State media quickly lambasted his comments, calling them reckless and irresponsible. Hundreds of petitioners protested outside the university despite his subsequent apology.

'Notwithstanding the views of one Beida (Beijing University) academic, the government realises that petitioning is key to maintaining social stability during a period of heightened economic stress,' said political analyst Lawrence Reardon from the University of New Hamsphire, who called the practice a unique form of Chinese 'democracy'.

Having a dedicated human face to meet these petitioners personally would be useful, said observers.

But as Prof Dreyer said, it is only effective if those officials are able to solve the problems. Otherwise, their hopefulness can quickly turn into anger.

Now, officials are known better for blocking petitioners from complaining to the higher authorities, expending significant resources to track them down in Beijing and abduct them back to their hometowns.

Some even go as far as sending petitioners to mental hospitals, forcing them to put in writing that they will never again approach the higher authorities, before they are released.

Such abuses in the petitioning system have led some scholars to want it terminated, and calls for greater effort to establish a just and independent legal system.

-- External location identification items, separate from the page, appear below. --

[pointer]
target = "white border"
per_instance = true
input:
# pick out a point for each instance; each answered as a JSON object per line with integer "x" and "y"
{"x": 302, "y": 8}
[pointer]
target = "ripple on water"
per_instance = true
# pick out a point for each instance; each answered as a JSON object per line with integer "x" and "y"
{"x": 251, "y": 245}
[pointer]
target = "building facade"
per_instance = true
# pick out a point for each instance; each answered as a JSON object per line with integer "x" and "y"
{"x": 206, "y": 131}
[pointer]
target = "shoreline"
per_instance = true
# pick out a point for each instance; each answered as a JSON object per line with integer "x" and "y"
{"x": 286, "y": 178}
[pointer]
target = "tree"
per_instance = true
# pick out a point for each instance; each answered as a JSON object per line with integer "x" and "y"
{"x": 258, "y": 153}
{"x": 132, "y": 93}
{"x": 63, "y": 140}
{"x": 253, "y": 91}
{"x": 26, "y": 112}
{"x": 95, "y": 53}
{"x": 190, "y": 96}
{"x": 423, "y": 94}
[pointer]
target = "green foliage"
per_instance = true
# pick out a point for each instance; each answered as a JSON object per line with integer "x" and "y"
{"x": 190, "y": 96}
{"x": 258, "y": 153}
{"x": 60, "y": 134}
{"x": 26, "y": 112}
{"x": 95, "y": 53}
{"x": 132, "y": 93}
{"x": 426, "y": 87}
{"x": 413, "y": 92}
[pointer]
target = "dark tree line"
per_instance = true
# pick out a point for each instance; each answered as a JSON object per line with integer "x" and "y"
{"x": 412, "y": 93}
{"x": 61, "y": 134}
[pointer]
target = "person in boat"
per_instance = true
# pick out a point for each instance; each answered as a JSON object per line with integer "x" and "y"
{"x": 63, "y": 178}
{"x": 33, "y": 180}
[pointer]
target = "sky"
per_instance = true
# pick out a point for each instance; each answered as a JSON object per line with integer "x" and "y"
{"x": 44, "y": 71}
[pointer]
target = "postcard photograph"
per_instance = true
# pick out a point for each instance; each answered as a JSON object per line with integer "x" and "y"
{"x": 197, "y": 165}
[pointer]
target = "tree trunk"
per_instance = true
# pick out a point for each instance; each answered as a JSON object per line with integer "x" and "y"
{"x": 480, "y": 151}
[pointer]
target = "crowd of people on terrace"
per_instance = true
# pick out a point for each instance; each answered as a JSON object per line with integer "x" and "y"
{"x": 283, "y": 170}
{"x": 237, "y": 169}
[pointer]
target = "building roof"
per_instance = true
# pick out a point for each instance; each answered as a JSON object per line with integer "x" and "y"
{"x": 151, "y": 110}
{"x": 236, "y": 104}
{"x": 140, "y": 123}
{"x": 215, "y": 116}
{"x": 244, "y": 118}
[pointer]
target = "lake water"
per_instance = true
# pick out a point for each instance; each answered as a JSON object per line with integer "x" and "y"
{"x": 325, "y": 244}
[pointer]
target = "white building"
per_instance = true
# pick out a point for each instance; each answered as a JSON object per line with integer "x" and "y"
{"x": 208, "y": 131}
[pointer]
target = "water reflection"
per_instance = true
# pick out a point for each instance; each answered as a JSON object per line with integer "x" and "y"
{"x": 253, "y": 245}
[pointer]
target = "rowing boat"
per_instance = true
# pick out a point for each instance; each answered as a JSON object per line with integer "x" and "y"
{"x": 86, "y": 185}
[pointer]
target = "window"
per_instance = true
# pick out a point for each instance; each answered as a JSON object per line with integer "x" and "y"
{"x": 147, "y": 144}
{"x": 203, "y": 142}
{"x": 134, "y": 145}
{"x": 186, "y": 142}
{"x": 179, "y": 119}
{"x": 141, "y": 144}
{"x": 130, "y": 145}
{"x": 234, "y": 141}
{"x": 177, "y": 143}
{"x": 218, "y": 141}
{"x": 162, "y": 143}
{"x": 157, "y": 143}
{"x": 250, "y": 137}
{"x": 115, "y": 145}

But such a move is unlikely in the short term, meaning that the government will try to further refine, and improve, the petitioning system.

'The leadership's problem here is how to modulate the petition system, so that it doesn't encourage overwhelming numbers of people to present petitions but does satisfy enough people with grievances that the party and government are serious about trying to solve their problems,' said Prof Dreyer.